Торгуты накатывали плотной лавой, на ходу выпуская стрелу за стрелой, и хотя стрелы или не долетали или втыкались в щиты, за которыми хоронились стрельцы, было от вида этих орущих тысяч не по себе. Бабах. Это в совсем близкую уже лаву выстрелили из пушек и их фальконетов. Строй стрельцов заволокло дымом, но ветер холодный и колючий сейчас же его утащил за спины обороняющихся. Бабах. Бабах. Один за одним два залпа из мушкетов. А через пару десятков секунд ещё один. Бабах. Этот был уже не такой стройный, но ведь выпущенных пуль от этого меньше не стало. Епифан во все глаза смотрел на торгутов. Залп из пушек, а потом три залпа из мушкетов, просто выкосили степняков в первых рядах, и в примерно пятидесяти саженях от прячущимися за щитами стрельцами образовался целый завал из коней и людей. Кричали раненые, ржали кони, выли монголы, которые теперь не в состоянии были приблизиться к обороняющимся. Время до того замедлилось, что казаку казалось, что он видит как летят пули в степняков. Бабах. Опять залп из пушек. И через несколько секунд снова залп. Теперь из фальконетов. А ещё через несколько теперь очень стройный залп из мушкетов. И всё, не выдержали поганые, стали разворачивать коней и пытаться пробиться назад к лесу. А с обоих помостов в это время в эту сутолоку полетели стрелы. И хоть били они уже на излёте, но и коней ранили и людей. Епифан прикинул, достанет ли до торгутов их залп. Тоже на пределе, тем не менее, он дал своим команду и казаки, с ужасом наблюдавшие за этим побоищем, нестройно жахнули из пятидесяти мушкетов. Попали или нет, в этом избиение видно не было, тем более что дымом всё заволокло на десяток секунд, ветер как раз стих. Когда же дым рассеялся, можно было увидеть только спины настёгивающих свих лохматых коньков торгутов. А стрельцы прикрепили к мушкетам длиннющие кинжалы и ровным строем шли добивать раненых.

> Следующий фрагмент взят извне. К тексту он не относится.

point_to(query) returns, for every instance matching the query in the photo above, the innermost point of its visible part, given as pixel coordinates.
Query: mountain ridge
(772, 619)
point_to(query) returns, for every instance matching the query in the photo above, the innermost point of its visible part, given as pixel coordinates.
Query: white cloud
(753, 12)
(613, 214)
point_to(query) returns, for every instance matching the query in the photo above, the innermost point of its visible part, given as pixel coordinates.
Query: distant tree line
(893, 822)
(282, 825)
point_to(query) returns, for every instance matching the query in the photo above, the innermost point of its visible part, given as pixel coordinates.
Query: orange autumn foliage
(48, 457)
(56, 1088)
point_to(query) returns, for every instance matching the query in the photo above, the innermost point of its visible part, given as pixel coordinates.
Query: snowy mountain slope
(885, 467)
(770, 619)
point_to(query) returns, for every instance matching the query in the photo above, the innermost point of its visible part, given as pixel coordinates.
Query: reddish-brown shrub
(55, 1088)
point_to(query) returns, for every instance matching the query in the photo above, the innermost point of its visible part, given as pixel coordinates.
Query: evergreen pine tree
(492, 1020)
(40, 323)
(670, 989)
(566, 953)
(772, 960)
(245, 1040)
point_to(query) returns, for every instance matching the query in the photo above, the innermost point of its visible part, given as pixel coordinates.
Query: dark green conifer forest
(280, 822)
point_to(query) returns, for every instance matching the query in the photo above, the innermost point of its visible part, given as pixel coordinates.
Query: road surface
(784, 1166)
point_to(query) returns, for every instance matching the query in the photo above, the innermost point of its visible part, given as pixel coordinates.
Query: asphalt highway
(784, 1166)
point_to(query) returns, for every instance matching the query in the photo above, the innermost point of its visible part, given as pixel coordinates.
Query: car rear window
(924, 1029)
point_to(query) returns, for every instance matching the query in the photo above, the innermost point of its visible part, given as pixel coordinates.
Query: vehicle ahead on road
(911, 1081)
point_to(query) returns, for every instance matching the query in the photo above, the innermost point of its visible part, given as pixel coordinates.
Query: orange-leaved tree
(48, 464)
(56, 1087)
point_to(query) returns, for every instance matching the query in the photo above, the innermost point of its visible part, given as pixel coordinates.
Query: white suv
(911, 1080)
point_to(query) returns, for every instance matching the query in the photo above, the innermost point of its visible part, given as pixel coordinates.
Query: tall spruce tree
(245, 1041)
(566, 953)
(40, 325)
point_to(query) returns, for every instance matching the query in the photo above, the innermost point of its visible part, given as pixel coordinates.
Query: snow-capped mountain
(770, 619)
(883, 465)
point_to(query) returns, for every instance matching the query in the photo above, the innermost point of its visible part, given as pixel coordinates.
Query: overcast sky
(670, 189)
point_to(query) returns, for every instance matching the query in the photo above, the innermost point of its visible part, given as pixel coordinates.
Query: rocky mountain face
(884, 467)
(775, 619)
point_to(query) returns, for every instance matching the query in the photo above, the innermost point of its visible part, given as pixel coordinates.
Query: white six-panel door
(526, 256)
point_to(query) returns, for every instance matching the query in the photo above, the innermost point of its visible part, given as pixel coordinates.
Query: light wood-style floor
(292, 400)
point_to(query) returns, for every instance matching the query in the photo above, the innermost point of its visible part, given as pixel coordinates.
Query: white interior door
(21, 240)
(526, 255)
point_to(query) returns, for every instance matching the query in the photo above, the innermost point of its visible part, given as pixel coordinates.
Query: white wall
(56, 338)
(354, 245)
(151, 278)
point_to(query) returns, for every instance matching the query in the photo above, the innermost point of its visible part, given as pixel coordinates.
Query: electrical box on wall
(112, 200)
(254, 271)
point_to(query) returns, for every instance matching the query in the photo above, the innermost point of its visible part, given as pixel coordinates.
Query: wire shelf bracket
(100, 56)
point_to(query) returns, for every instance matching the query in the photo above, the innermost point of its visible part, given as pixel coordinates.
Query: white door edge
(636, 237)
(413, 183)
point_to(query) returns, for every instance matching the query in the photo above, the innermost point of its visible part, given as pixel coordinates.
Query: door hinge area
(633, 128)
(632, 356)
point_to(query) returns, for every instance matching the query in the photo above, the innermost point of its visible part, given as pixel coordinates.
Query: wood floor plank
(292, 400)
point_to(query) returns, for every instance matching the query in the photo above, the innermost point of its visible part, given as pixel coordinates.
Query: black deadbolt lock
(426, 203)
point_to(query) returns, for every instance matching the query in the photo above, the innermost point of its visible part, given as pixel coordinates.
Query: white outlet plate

Это было не слабо. Такой бойни Епифану видеть, ещё не доводилось. Но когда он увидел, чем занимаются стрельцы, то и вообще дар речи потерял. Они добили раненых и стали раздевать поганых и вдоль загородки из сосен укладывать их настоящими холмами. В это же время ополченцы, что стояли с пиками в стороне привели коней и стали вожжами цеплять убитых лошадок степняков и затаскивать их внутрь ограды. Зачем? Ведь убитые кони и монголы создавали непреодолимую преграду для атакующих, а эти странные миассцы расчищают для нападающих дорогу. В уме ли они? Зато казак в очередной раз подивился местным коням. Он во время смуты видел польских дестриэ, эти были не хуже. Но то были боевые кони, стоившие прорву денег, а это обычные крестьянские. Всё чудно в этом Миассе. Хоть те же мушкеты у стрельцов, что не нуждаются в фитиле. Соловый о таких даже не слышал, а тут у всех поголовно.